I was wondering if sparkR makes it easier to merge large data sets as opposed to "regular R"? I have 12 csv files that are approximately 500,000 rows by 40 columns. These files are monthly data for the year 2014. I want to make one file for the year 2014. The files all have the same column labels and I want to merge by the first column (year). However, some files have more rows than others.
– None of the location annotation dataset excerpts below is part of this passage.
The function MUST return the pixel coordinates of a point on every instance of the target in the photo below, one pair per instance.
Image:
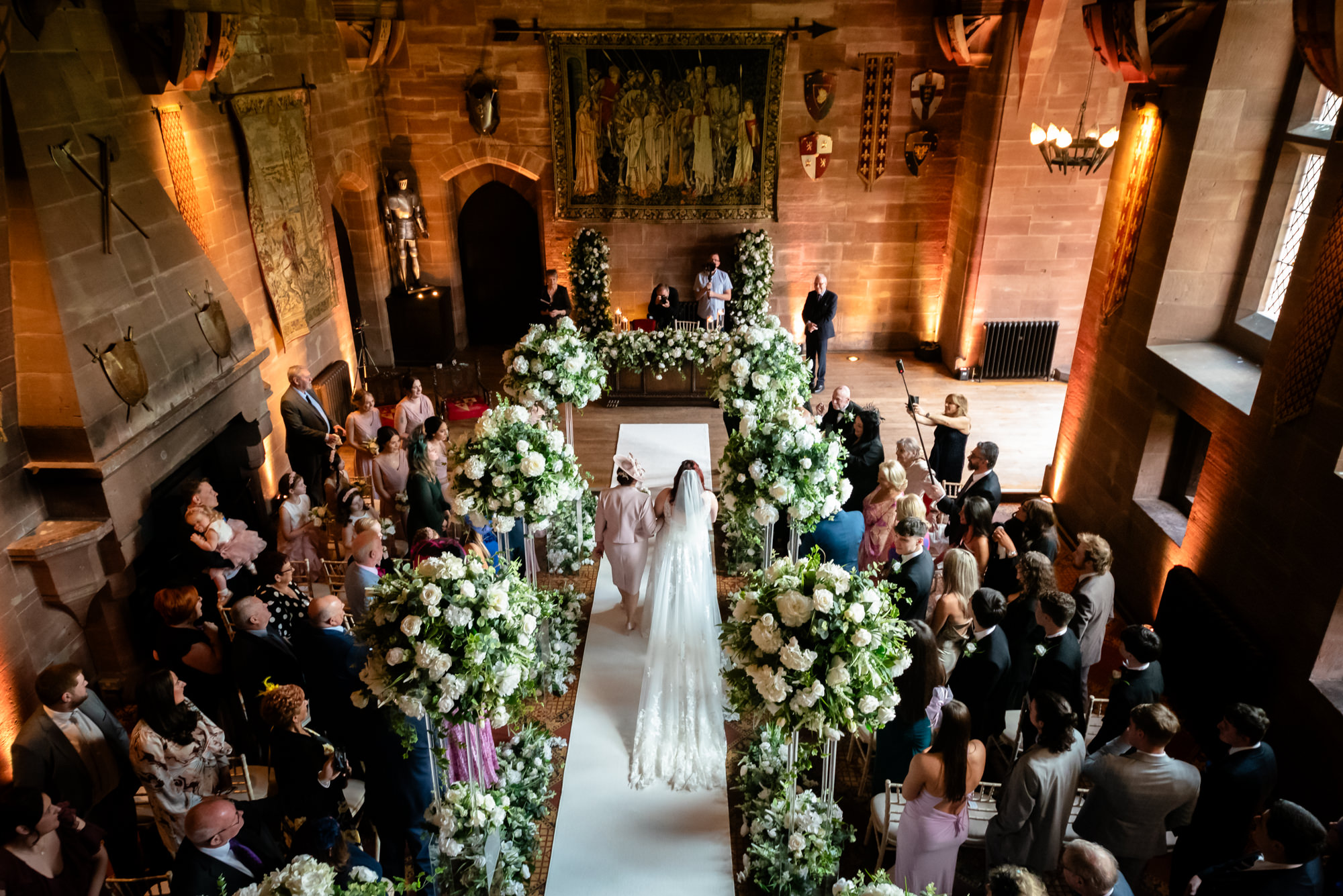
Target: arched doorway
(502, 263)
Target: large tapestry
(667, 125)
(287, 216)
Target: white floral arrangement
(759, 372)
(567, 548)
(467, 815)
(750, 302)
(816, 648)
(510, 467)
(451, 639)
(550, 366)
(590, 281)
(793, 850)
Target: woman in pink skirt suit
(625, 524)
(937, 817)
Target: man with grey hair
(1090, 870)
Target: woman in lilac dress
(937, 817)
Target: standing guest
(48, 851)
(880, 514)
(712, 291)
(914, 575)
(222, 846)
(362, 427)
(1095, 597)
(178, 753)
(1090, 870)
(1232, 792)
(952, 617)
(952, 431)
(819, 317)
(554, 301)
(76, 752)
(1140, 682)
(362, 573)
(1289, 844)
(302, 537)
(982, 483)
(866, 456)
(911, 732)
(311, 438)
(937, 817)
(1037, 797)
(414, 408)
(1137, 799)
(980, 679)
(624, 526)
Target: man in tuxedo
(984, 483)
(1234, 791)
(1140, 682)
(260, 655)
(221, 844)
(76, 752)
(310, 432)
(980, 677)
(1090, 870)
(1137, 799)
(819, 317)
(1289, 843)
(917, 566)
(1095, 597)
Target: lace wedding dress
(679, 737)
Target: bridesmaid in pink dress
(937, 817)
(414, 409)
(362, 427)
(880, 514)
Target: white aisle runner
(609, 838)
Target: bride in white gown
(679, 737)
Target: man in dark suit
(76, 752)
(221, 844)
(1140, 682)
(310, 432)
(1289, 842)
(819, 317)
(981, 675)
(982, 483)
(1234, 791)
(917, 566)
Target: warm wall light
(179, 165)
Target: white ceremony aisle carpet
(609, 838)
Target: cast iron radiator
(1019, 349)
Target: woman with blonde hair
(952, 617)
(880, 514)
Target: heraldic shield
(819, 89)
(816, 154)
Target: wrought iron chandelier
(1064, 150)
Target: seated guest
(1289, 843)
(880, 514)
(915, 568)
(1036, 800)
(1140, 682)
(178, 753)
(1137, 799)
(221, 844)
(1234, 791)
(46, 851)
(839, 538)
(96, 780)
(1090, 870)
(980, 679)
(362, 573)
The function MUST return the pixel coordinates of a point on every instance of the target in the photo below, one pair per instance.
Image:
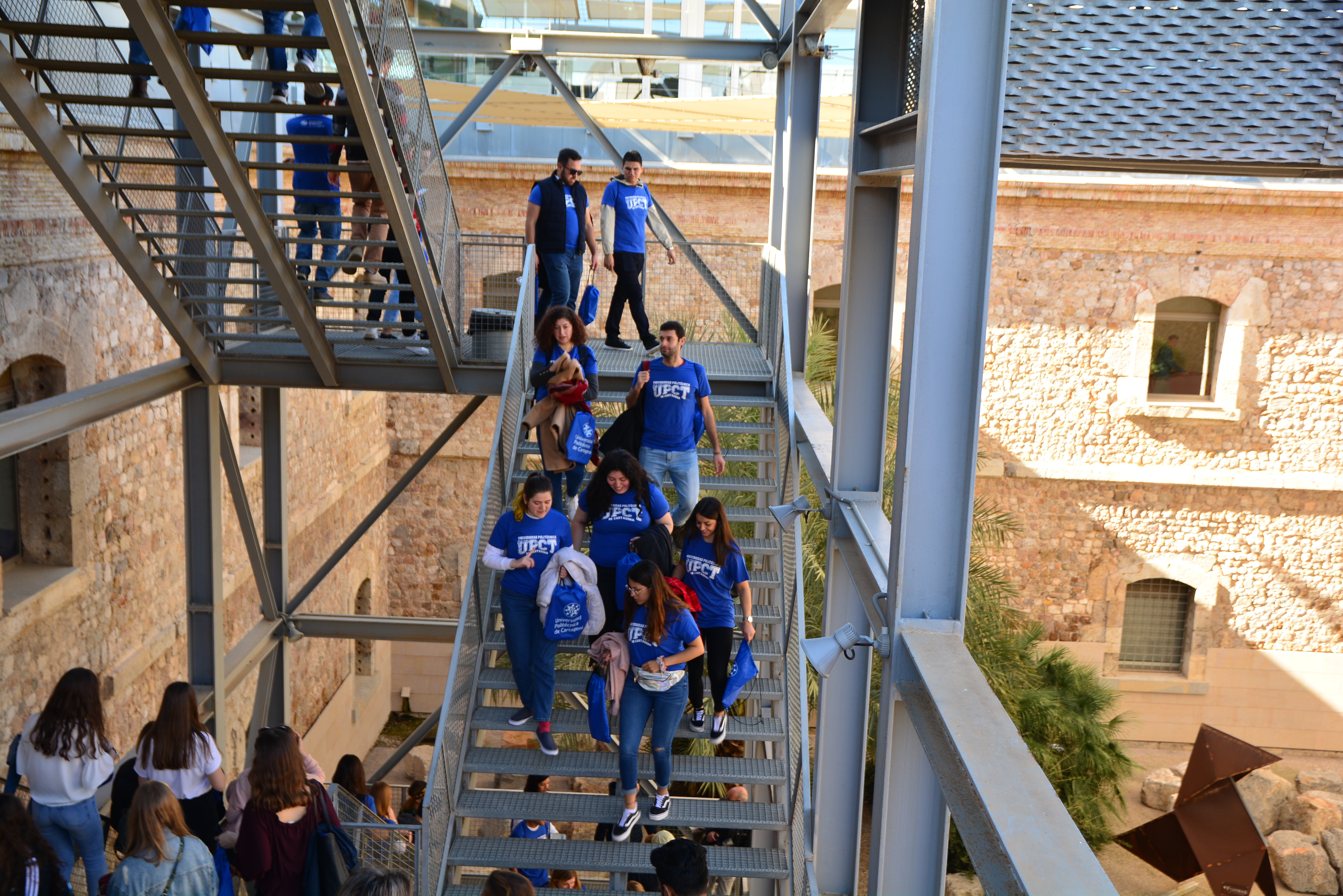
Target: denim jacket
(197, 876)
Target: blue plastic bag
(226, 876)
(600, 725)
(582, 440)
(622, 571)
(743, 671)
(589, 304)
(567, 614)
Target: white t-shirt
(186, 784)
(61, 782)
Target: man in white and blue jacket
(625, 211)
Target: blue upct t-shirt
(632, 210)
(515, 538)
(624, 520)
(669, 408)
(571, 214)
(539, 876)
(714, 584)
(680, 632)
(312, 155)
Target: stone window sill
(1186, 410)
(1155, 683)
When I ran the following code:
setwd("C:\\Users\\Anonymous\\Desktop\\Data 2014")
file_list <- list.files()
for (file in file_list){
# if the merged dataset doesn't exist, create it
if (!exists("dataset")){
dataset <- read.table(file, header=TRUE, sep="\t")
}
# if the merged dataset does exist, append to it
if (exists("dataset")){
temp_dataset <-read.table(file, header=TRUE, sep="\t")
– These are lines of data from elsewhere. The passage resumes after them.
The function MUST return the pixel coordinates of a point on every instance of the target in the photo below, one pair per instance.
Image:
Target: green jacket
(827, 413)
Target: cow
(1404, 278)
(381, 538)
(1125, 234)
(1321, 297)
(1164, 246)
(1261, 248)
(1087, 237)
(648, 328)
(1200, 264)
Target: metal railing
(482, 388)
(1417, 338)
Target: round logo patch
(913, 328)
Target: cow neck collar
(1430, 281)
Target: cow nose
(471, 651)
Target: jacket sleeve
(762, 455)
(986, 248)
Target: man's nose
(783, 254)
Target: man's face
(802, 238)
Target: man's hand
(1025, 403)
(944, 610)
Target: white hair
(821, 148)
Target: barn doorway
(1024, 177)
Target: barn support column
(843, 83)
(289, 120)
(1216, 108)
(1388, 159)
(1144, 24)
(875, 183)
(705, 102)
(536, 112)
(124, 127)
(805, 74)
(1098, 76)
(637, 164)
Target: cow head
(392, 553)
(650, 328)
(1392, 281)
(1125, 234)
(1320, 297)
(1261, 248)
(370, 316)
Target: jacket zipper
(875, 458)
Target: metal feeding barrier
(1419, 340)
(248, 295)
dataset<-rbind(dataset, temp_dataset)
rm(temp_dataset)
}
}
R crashed.
When I ran this code:
library(SparkR)
library(magrittr)
# setwd("C:\\Users\\Anonymous\\Desktop\\Data 2014\\Jan2014.csv")
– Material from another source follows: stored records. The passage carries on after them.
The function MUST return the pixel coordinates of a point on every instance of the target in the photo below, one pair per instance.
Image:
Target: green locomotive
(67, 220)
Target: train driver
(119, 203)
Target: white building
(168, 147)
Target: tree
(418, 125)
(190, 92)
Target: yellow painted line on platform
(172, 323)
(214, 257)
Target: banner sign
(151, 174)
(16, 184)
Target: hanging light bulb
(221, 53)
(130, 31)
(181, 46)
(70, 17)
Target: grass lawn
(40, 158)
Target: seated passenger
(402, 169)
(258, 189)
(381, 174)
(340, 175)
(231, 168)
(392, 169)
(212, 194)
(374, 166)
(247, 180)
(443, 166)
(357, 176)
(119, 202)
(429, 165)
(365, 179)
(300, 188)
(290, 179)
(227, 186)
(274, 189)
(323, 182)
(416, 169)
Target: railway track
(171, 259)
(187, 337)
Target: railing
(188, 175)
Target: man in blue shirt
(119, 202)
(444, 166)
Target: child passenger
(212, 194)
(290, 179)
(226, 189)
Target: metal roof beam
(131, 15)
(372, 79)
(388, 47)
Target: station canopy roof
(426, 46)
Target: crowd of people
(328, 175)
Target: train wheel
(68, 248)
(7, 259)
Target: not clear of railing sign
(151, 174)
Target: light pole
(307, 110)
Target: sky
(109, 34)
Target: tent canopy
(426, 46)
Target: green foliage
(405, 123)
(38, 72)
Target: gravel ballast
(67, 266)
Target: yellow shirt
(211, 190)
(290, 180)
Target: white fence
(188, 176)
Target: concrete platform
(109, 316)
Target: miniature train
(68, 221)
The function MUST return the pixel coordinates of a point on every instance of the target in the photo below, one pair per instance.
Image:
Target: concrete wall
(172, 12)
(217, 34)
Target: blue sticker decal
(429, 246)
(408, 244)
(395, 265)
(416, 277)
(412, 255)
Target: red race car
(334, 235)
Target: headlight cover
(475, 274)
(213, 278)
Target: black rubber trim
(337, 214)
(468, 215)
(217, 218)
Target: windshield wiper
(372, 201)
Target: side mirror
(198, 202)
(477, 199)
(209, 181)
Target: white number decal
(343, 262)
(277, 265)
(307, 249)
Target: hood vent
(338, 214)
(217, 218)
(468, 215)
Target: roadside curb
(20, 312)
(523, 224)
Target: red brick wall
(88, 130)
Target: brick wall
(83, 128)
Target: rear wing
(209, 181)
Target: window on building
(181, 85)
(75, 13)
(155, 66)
sc <- sparkR.init(master = "local")
sqlContext <- sparkRSQL.init(sc)
Jan2014_file_path <- file.path( 'Jan2014.csv')
system.time(
housing_a_df <- read.df(sqlContext,
"C:\\Users\\Anonymous\\Desktop\\Data 2014\\Jan2014.csv",
header='true',
inferSchema='false')
)
I got the following errors:
Error in invokeJava(isStatic = TRUE, className, methodName, ...) :
org.apache.spark.SparkException: Job aborted due to stage failure: Task 0 in stage 0.0 failed 1 times, most recent failure: Lost task 0.0 in stage 0.0 (TID 0, localhost):
So what would be an easy way to merge these files in sparkR?